Our children are four times more likely to be suspended from preschool, more likely to be suspended all the way up through high school, up to six times more likely to be arrested in school. And when they’re shot at the age of twelve for playing with a toy gun, the representative of the police can say that was no kid. Because something as simple as who gets to be a kid in our movies and our TV isn’t up to us. These things really matter. We have whole generations of people battling this messaging that says they’re not enough. If you had a multitude of films and books to choose from that told a story you could relate to, then wonder why we’re so upset when we can’t have a character in a film, or when something we create is appropriated. Start wondering what it would feel like to never see yourself.
Did you know that if you’re an indigenous person in this society, there is a good chance you will go your entire lifetime without ever seeing an indigenous actor starring in a major film?
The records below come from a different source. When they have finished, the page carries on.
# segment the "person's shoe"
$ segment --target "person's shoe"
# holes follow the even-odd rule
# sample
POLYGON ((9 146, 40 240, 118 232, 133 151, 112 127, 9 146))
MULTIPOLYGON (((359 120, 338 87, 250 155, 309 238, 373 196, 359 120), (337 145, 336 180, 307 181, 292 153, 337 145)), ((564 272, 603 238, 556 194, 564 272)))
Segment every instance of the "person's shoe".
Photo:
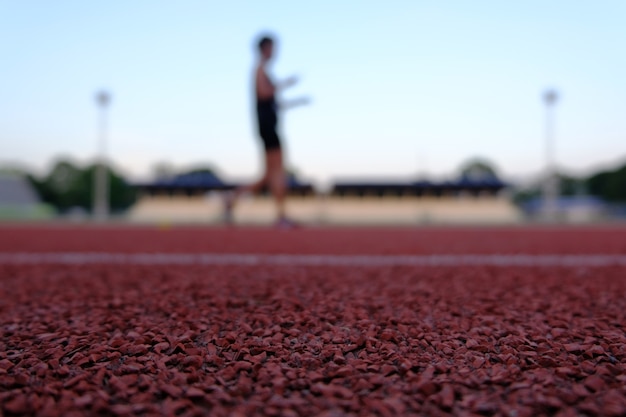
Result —
POLYGON ((297 229, 300 225, 287 217, 281 217, 276 221, 275 227, 281 230, 297 229))

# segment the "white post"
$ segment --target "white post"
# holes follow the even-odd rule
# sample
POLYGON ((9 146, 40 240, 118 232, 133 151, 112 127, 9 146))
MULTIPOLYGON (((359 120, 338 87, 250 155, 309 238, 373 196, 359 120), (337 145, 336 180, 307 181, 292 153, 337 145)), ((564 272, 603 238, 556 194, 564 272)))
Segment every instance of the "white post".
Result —
POLYGON ((543 99, 546 103, 546 180, 543 184, 544 214, 554 220, 557 214, 559 184, 554 157, 554 106, 558 100, 556 90, 547 90, 543 99))
POLYGON ((106 111, 111 96, 106 91, 96 94, 96 102, 100 107, 98 131, 98 157, 94 173, 93 215, 97 221, 106 221, 109 217, 109 175, 106 164, 107 120, 106 111))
If you’re Asian-American, chances are you’ll see two. Yet, when we try to diversify film, people complain: “Is this a quota? Why can’t you just watch it? Why do you have to see color?” If you’ve always seen yourself, it’s easy to say that.
I’m always on the lookout for my personal privilege, and I become more privileged every year as my career progresses. I’ve had a tradition for years now where at the beginning of every year I write out all of the privilege I can find in my life. I make a list. I do this because then I can start looking for the areas where I’ve been a part of the problem and identify opportunities for change.
So when I talk about doing the work, I’m talking about some fairly simple things. Where do you spend your money? What entertainment and arts do you participate in? Are you speaking up when all of the management in your office are white or all-male? Are you attending school board meetings and asking about how they’re disciplining children of color or disabled children? Are you going to city council meetings and asking what their police reform efforts are? Are you even voting in city council elections? Are you having tough conversations in communities that feel like they can dismiss marginalized populations when none of them are in the room?
You do the work when you go to a restaurant that doesn’t have a ramp, and you walk up the stairs—it’s not a problem for you because you can walk up the stairs—and you ask to speak to the manager and you ask why they don’t have a ramp. When you get a letter home from your kid’s school saying that the PTA meeting is at noon, you ask, why isn’t this at a time when working parents, the majority of whom are going to be parents of color, can attend? Why isn’t this notice coming in multiple languages? That’s what doing the work looks like every day. You find what’s easy in your life, you think who it’s less easy for, and you think what you can do to fix it.